Build & maintain complex distributed systems
October 1–2, 2017: Training
October 2–4, 2017: Tutorials & Conference
New York, NY

ETW: Monitor anything, anytime, anywhere

Dina Goldshtein (Riverbed)
3:50pm4:30pm Wednesday, October 4, 2017

Who is this presentation for?

  • Windows developers (.NET or C++) and DevOps engineers

Prerequisite knowledge

  • A working knowledge of .NET development

What you'll learn

  • Understand why common profiling tools are not a great fit for production monitoring
  • Become familiar with ETW and its architecture
  • Investigate multiple scenarios such as high CPU, high memory usage, and slow startup times using ETW

Description

Event Tracing for Windows (ETW) is the most important diagnostic tool Windows developers have at their disposal. Dina Goldshtein explores the rich and wonderful world of ETW events, which span numerous components, including the kernel scheduler, the CLR garbage collector, the Windows UI subsystem (including XAML-specific events), request-processing frameworks such as ASP.NET and WCF, and many others.

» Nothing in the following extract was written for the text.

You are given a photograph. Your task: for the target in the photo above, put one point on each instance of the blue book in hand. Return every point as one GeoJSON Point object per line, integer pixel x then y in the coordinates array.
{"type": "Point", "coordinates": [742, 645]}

ETW is truly a window into everything happening on your system, and it doesn’t require expensive licenses, invasive tools, or modifying your code in any way. It’s a critical, first-stop skill on your way to mastering application performance and diagnostics. You’ll learn how to diagnose incredibly complex issues in production systems, such as excessive garbage collection pauses, slow startup due to JIT and disk accesses, and even sluggishness during the Windows boot process. Dina also walks you through some ways to automate ETW collection and analysis to build self-diagnosing applications that identify high CPU issues, resource leaks, and concurrency problems and produce alerts and reports. You’ll be exposed to innovative performance tools that haven’t been applied to ETW before, such as flame graphs for visualizing call stacks and a command-line interface for dynamic, scriptable ETW tracing.

Photo of Dina Goldshtein

Dina Goldshtein

Riverbed

Dina Goldshtein is a senior software engineer at Riverbed, which she joined through the acquisition of Aternity, a company that builds performance monitoring tools that run on millions of PCs and mobile devices. Dina is on the team responsible for the core collection mechanism, which hooks low-level Windows events and collects performance information from a variety of sources, where she works on boot performance monitoring, identifying bottlenecks in the Windows boot process, and monitoring user experience on the web. Previously, Dina worked at BrightSource Energy, where she lead the software foundations team, developing software infrastructure used by the entire R&D department. She was also responsible for bringing in new technologies, mentoring, and improving quality and development processes department-wide.